I realize that yes, I am in an incredibly optimistic mood. Two weeks into summer, what more do you expect from me? I'm looking forward to this time to strengthen friendships and delve deeper into figuring out what truly puts me into this rather euphoric state of mind. I want to be almost recklessly myself, because I fear that in the past I have been too timid and afraid to demand what it is that I know will make me happy. After all, you only get the respect that you demand, so maybe this famous line applies to happiness as well?

What else about this summer is so promising for me? The realization that this is the final chapter of a trapped life. Perhaps I exaggerate a bit too much, I do have a certain amount of freedom and I have to admit that I am much better off than some. But I look around myself now and it is the same four walls encasing me within this house that I am beginning to call a home (disregarding the terrible timing altogether), the same untidy scenery, the same clutter that seems to accumulate at my hands far too quickly. I can not wait to finally hold the reigns and to be in control of my direct environment; I feel that college will offer me this opportunity to prove myself as an independent being.

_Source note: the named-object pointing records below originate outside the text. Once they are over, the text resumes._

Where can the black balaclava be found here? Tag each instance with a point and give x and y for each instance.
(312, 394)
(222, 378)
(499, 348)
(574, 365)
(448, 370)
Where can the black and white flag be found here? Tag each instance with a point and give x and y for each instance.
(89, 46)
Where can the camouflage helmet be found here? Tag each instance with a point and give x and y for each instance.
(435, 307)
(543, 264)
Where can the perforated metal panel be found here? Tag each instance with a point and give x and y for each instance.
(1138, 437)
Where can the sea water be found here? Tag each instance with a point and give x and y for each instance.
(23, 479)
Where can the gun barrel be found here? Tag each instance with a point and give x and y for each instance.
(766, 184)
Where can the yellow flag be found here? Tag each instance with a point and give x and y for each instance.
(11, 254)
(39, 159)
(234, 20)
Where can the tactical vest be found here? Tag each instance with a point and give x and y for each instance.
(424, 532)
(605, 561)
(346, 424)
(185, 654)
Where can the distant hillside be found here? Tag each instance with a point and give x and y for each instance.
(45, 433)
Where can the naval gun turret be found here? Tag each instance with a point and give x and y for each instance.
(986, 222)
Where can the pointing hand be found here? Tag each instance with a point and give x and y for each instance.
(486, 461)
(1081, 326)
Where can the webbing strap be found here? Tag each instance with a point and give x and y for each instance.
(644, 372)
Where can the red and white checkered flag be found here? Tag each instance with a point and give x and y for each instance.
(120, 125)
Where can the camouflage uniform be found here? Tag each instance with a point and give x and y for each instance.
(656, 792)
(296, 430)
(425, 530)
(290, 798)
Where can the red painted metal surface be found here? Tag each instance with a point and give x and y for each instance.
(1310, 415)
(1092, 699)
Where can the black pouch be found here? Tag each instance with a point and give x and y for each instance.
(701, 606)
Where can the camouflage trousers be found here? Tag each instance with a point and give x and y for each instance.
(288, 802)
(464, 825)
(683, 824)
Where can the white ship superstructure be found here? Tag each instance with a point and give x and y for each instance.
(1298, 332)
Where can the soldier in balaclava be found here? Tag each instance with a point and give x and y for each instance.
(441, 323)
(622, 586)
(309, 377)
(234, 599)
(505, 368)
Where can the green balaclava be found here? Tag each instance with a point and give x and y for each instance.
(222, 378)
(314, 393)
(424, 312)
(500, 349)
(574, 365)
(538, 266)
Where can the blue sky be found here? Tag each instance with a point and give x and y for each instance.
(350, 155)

And calling this life a "trapped" one may also be too dramatic. I've been growing more fond of this place that I call home, which is saddening, seeing as my days are numbered here. Today was an exceptionally good day within the Sutjahjo household, I accompanied my parents to the library and watched a movie and had dinner with them. I went driving with my dad. I complimented my mother's cooking. I guess today was a very small and peaceful day, but it's the little things like this that accumulate and make me realize how truly lucky and very blessed I am. These days also make me sorry that I wasted time being glum and moody in the past. But I'm hoping I can at least balance that out this summer. I spent a lot of time reading today, and I realized how much of a bookworm I am. I can get shut inside of a book with the spell of words spinning around me, and I unwilling to be freed from that imaginary place that is such an easy escape for me. Books hold such an attractive allure that I have avoided far too long, and I can't wait to read anything I can get a hold of!

This post is going all over the place! But there is one simple thing that I want to state before I wrap up: I am happy. I hope it continues like this for a long time, because I have much that I look forward to and I want to be happy enough to be able to appreciate it and realize what gifts I have at my fingertips.

1 comment:

Dami said...

chery, i love your writing. i wish i could be as eloquent as you!